Jika semuanya sesuai rencana, proyek cable car, kata Dhani, bisa dilanjutkan dalam jangka waktu 5 tahun ke depan dengan target operasional pada 2030. Hanya saja, saat proyek ini ditawarkan ke Pemerintah Pusat, belum ada respons untuk dukungan proyek cable car.
“Mudah-mudahan dalam waktu 5 tahun ke depan. Kalau pun misalnya sekarang masuk tahap perencanaan, baru kita lakukan di 2026. Eksekusinya itu kurang lebih, pembebasan lahan di 2027, konstruksi 2028, dan 2030 baru operasi,” katanya.
“Kita lagi intens ke pemerintah pusat, terutama Kemenhub. Tapi kita fokuskan dulu elektrifikasi dari Padalarang-Cicalengka, akan coba kita tambah headwaynya. Sama dukungan terhadap LRT Bandung Raya, karena itu butuh anggaran besar.”
Namun demikian, dalam perbincangannya dengan infoJabar, proyek cable car sepertinya tidak masuk prioritas utama dalam penanganan kemacetan di Bandung Raya.
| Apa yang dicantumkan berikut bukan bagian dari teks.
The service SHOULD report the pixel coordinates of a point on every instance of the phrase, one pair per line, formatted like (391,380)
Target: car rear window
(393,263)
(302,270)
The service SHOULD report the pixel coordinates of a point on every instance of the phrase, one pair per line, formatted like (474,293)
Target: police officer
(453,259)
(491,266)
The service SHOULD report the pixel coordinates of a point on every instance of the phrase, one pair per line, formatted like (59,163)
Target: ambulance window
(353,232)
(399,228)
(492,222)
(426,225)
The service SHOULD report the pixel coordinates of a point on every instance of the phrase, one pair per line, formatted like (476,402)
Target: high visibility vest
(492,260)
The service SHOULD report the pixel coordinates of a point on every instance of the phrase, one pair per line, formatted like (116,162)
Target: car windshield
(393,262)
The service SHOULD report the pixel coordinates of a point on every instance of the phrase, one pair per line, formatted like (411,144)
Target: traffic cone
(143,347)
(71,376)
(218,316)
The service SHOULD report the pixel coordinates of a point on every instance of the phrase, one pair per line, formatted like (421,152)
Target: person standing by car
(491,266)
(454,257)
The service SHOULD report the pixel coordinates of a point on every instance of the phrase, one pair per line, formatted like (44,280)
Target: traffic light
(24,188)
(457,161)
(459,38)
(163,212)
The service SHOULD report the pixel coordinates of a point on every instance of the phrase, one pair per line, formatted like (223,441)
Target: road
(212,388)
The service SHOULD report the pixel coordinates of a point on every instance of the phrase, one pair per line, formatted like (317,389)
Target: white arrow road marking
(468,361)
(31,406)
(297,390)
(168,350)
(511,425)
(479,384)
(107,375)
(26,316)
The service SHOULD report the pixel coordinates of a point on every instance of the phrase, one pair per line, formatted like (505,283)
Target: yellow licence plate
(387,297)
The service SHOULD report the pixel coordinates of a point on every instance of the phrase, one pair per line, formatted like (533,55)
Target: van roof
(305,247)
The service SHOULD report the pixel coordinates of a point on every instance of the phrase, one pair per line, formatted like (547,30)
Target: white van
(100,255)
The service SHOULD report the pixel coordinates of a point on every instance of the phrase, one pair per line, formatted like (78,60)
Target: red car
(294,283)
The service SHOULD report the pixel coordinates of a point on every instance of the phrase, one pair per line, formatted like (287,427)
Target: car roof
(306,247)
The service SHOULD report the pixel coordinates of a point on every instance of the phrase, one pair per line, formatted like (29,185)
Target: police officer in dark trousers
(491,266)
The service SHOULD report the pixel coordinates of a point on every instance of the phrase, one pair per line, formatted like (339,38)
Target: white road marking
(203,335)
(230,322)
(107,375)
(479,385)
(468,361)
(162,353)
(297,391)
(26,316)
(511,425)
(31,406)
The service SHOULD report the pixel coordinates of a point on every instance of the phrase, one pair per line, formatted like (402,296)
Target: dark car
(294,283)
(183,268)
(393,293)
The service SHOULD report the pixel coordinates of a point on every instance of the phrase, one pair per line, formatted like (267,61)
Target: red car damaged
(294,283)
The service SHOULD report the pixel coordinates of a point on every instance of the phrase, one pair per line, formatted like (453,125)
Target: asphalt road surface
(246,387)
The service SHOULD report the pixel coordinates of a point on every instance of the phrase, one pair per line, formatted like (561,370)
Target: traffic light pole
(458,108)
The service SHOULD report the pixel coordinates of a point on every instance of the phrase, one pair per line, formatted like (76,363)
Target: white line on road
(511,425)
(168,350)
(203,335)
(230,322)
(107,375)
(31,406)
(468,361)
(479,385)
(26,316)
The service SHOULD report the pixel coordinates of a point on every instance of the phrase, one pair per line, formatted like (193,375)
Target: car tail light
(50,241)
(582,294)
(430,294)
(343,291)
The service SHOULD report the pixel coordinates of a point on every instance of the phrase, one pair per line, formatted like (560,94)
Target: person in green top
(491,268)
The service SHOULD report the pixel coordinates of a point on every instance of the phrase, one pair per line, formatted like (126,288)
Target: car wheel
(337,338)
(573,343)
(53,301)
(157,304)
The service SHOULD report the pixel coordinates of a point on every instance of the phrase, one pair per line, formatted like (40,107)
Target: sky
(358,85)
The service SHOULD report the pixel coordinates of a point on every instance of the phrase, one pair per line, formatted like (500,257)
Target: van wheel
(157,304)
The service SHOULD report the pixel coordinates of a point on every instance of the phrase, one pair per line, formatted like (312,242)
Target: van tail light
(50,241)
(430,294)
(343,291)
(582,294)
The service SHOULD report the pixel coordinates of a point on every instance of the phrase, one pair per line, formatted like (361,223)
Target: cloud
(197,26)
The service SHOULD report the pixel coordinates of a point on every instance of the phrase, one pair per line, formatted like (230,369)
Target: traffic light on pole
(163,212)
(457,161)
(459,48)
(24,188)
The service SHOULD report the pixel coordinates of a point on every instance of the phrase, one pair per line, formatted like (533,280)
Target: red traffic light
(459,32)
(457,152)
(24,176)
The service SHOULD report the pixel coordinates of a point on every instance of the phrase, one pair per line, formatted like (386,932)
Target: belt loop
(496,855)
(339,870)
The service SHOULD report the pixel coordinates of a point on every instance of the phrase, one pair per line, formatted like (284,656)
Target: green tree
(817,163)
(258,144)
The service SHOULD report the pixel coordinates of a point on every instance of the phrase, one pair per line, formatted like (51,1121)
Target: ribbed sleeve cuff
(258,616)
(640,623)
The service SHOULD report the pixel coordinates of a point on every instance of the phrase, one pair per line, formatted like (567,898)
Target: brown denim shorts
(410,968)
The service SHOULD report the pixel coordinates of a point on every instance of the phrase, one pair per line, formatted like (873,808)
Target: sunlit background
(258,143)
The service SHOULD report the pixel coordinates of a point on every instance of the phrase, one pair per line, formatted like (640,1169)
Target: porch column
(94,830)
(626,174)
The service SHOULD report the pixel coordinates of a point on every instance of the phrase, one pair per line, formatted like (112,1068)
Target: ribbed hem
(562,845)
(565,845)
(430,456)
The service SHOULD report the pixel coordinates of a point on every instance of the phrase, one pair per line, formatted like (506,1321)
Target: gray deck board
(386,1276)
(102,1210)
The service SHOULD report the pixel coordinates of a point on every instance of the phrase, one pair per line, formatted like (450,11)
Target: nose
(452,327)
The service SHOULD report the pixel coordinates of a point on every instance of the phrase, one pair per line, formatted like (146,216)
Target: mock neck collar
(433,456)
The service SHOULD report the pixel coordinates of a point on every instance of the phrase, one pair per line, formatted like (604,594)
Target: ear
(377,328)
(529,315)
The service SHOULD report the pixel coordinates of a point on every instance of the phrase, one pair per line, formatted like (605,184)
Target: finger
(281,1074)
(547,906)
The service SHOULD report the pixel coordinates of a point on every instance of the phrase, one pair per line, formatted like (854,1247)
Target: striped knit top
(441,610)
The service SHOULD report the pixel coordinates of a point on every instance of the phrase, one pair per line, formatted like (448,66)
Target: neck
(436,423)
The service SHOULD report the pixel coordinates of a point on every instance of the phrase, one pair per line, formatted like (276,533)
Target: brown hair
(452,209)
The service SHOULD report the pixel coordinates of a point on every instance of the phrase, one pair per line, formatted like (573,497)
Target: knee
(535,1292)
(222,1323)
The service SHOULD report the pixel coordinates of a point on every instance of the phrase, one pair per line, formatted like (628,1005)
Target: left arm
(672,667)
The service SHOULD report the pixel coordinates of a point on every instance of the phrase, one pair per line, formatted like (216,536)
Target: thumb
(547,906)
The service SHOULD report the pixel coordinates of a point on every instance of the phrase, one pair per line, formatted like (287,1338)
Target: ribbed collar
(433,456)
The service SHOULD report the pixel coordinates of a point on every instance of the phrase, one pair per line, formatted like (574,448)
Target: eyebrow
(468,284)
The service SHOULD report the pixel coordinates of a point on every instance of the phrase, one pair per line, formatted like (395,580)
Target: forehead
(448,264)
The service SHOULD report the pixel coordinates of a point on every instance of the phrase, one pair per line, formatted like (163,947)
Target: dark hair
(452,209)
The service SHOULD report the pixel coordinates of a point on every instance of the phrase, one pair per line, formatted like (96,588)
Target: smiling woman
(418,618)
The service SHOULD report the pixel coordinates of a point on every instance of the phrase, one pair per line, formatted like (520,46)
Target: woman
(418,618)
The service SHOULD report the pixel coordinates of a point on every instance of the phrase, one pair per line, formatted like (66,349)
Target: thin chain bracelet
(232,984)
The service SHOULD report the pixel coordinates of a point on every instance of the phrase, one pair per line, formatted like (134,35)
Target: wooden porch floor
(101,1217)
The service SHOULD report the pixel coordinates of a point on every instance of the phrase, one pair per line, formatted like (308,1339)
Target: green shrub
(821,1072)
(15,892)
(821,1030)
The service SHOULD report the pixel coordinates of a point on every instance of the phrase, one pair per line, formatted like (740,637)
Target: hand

Sebab, Pemprov Jabar lebih fokus untuk menggarap proyek 21 koridor khusus BRT Bandung Raya yang akan beroperasi pada 2027, serta 2 koridor LRT Bandung Raya yang ditargetkan bisa rampung pada 2030.
“Secara umum begini, skenario penanganan kemacetan kita bagi 3 tahap. Jangka pendek menormalisasi di Bandung ini ada 11 kawasan yang rawan macet. Kita ambil 1, Pasteur, kita akan mengclearkan hambatan samping yang menjadi penyebab kemacetan seperti parkir liar, pasar tumpah, kita normalisasi dulu setidaknya sampai akhir tahun,” kata Dhani.
“Tahapan berikutnya, kita implementasikan ke kawasan lain untuk mendukung proyek BRT Bandung Raya yang akan akan beroperasi di 2027. Karena nanti pada 2027, BRT ada 21 jalur khusus, jalur itu harus bersih dari hambatan samping, penataan pedestrian, PKL, parkir liar. Masuk ke jangka panjang, operasional BRT, 2030 LRT masuk. Tiga tahapan itu yang kita coba masukan ke skenario penanganan kemacetan di Bandung Raya. Yang lain masih tahap perencanaan,” pungkasnya.
Wacana Cable Car di Masa Sekarang
Tak hanya tenggelam ditelan zaman, proyek cable car juga telah dilupakan warga Kota Bandung. Ronny Pratama salah satunya, yang mengaku sama sekali tidak terlalu antusias menantikan proyek ambisius untuk penanganan kemacetan itu.
“Boro-boro, zaman dulu juga nggak tahu bakal ada proyek itu. Lagian ngapain susah-susah sih bangun kayak gitu, anggarannya juga gede. Mending jalannya ditata dulu aja biar yang lewat juga bisa nyaman,” kata pria warga Dago, Kota Bandung itu saat berbincang dengan infoJabar.
Beda dengan Ronny, David, warga lainnya, justru punya pandangan yang sedikit berbeda. Meski sempat lupa, tapi ia menaruh harapan soal proyek cable car yang bisa mengatasi masalah kemacetan di Kota Bandung.
Hanya saja, kata dia, masalahnya, saat proyek itu mulai masuk tahap konstruksi, kemacetan baru pasti akan timbul di jalur yang dilaluinya. Namun jika proyek itu rampung, ada harapan kemacetan di Kota Bandung bisa terurai, terutama saat akhir pekan.
“Rencana awalnya kan buat wisata yah, kalau kata saya sih bagus, bisa ngatasin kemacetan meskipun enggak signifikan. Cuma yang perlu disiapin itu nanti pas pembangunannya, pasti bakal nambah macet,” ungkapnya.
Bagi David, Pemkot Bandung harus fokus terlebih dahulu terhadap penataan jalan-jalan di yang saat ini rawan kemacetan. Solusinya bisa dengan melebarkan jalan tersebut, atau membuat pengetatan kendaraan pribadi yang kemacetan bisa terurai.
“Kalau mau gitu. Jalanan di Bandung kan sempit, sementara angkutan umumnya yang dari pemerintah malah bus-bus gede. Kalau mau sih jalannya dilebarin aja, terus angkutannya ditata lagi,” pungkasnya.